Tuesday 3 May – Loch Droma to Inverlael
Another sunny day, with no clouds, cool at first but rapidly warming. In the garden of a cottage opposite Loch droma, a man sat quietly. At my approach, three dogs destroyed the calm, although the man tried valiantly to settle them. He confirmed my thoughts about the path I was seeking.
It rose steeply from behind the cottage, quite clear on the ground as it crossed a burn. As it reached the top of a hill called Meallain Murchaich, it topped 2,000 feet, staying at that height for about two miles. Looking back, I could see the whole length of Loch Glascarnoch, an impressive sight despite its relative lack of water.
This track is not in the book called Scottish Hill Tracks, and I wondered why. It is clearly well-walked, being defined and largely easy to walk, with the usual boggy bits to keep me on my toes. The reason for the path's existence may be found on the map: grouse butts are marked, although I couldn't see them.
There were no trees here, and consequently no birdsong, just the sound of my feet going crunch, click, squelch. The track headed Northwest and then swung gradually round to head West then Southwest, falling gradually to about 1,000 feet, then much more rapidly as it headed for a bank of forestry by the main road to Ullapool.
Across Strath More, I could see a very large plume of smoke on the hillside.
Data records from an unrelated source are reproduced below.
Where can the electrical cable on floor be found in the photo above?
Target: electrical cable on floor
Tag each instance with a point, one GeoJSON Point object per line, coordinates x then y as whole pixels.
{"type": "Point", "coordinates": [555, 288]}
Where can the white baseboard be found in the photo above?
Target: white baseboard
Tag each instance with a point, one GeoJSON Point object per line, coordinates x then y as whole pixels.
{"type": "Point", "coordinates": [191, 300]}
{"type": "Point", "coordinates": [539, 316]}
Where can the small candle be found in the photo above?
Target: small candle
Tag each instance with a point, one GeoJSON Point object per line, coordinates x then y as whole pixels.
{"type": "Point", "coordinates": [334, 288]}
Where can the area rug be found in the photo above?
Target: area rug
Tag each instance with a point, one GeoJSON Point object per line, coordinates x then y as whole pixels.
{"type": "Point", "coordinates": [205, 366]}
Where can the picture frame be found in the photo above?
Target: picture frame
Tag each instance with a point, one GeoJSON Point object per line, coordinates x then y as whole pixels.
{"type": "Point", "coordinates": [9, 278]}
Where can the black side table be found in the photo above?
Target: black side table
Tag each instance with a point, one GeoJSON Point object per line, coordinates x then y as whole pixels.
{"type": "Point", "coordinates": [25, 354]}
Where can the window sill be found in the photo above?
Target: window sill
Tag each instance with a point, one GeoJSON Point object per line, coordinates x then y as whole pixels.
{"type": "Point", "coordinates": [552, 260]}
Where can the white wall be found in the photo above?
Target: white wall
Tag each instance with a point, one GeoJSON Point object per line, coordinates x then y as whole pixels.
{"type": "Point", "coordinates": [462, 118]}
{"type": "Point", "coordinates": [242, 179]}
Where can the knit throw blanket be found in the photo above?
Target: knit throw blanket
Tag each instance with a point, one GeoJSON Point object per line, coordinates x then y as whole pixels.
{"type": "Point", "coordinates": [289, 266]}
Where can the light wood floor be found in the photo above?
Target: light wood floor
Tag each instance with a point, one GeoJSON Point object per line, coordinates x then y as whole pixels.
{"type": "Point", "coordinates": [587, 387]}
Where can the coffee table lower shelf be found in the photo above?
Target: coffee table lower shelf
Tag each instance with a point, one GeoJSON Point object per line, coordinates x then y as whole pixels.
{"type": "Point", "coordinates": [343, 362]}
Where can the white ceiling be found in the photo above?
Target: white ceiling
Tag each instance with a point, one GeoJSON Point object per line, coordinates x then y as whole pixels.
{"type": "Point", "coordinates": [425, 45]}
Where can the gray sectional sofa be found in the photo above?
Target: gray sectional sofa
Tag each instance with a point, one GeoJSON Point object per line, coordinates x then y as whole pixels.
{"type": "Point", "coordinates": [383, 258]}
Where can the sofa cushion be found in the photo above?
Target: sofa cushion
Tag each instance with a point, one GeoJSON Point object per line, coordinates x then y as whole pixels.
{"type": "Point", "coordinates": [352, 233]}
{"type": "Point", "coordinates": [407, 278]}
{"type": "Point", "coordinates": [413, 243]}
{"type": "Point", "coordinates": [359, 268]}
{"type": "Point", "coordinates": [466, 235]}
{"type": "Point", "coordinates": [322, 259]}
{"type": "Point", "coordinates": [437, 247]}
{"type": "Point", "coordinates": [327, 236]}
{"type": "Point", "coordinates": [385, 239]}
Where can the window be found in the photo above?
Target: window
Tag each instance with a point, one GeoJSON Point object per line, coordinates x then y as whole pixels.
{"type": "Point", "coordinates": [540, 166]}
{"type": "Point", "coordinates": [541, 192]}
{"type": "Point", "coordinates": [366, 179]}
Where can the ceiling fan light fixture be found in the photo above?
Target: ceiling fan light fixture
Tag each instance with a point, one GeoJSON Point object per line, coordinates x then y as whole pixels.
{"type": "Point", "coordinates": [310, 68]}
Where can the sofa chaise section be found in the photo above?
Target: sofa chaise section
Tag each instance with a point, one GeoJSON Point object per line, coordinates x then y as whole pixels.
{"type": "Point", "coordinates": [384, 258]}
The local (and indeed national) news had been carrying stories about fires raging in the area, as the unseasonably dry weather allowed the heather, bracken and grass to dry out. Some locals I talked to later were scathing about the fact that the national coverage had included brief mentions of northern Scotland, but had featured pictures of a blaze in Berkshire!
Zigzagging through the trees, I emerged at Braemore Junction, where the road for Aultbea and Gairloch leaves the Ullapool road. Here there is a car park, a telephone box and a bus shelter, although not many buses call here any more. I took the side road, as part of my cunning plan to end up on the other side of the valley from the road, as I headed North towards Ullapool.
The young River Broom, which flows in Loch Brrom (Ullapool's home loch) is fed by two burns, one of which I crossed on the road bridge. I passed the car park for the Corrieshalloch Gorge and Falls, a National Trust for Scotland site. I reckoned that the water shortage might have made the falls a bit weedy, so I pressed on along the road for about half a mile, reaching a car park with panoramic views down the strath towards Loch Broom.
A further two miles on, a footbridge crosses the second burn, but I reckoned I might get across without this diversion, so I left the road and descended steeply across a wet hillside to reach the burn near a small hydro-electric station, disguised to look like an agricultural building (sometimes they pretend to be houses). I idly wondered whether there might be a bridge or dam to help me across the burn, but there wasn't. But the burn was liberally dotted with nice flattish roocks, and I soon identified a group of them which would serve as stepping-stones.
I sat by the water to eat my lunch, before picking up a farm track which ambles peacefully down the West side of the valley, while the traffic thunders down the East side. The only distubance came from a few militant sheep, protesting about my proximity to their new-born lambs (the lambs only seemed to mind when their mothers told them they should).
I joined a public road at a small collection of houses called Croftown, turning right to cross the valley, cross the River Broom on a road bridge, and trotted along the main road for a short while to reach Inverlael, where tomorrow's jaunt would begin.
I was staying a second night at Aultguish, so I need to thumb a lift back. This took about 10 seconds, and I enjoyed a good chat with a very nice delivery van-driver, on his homeward run to Inverness.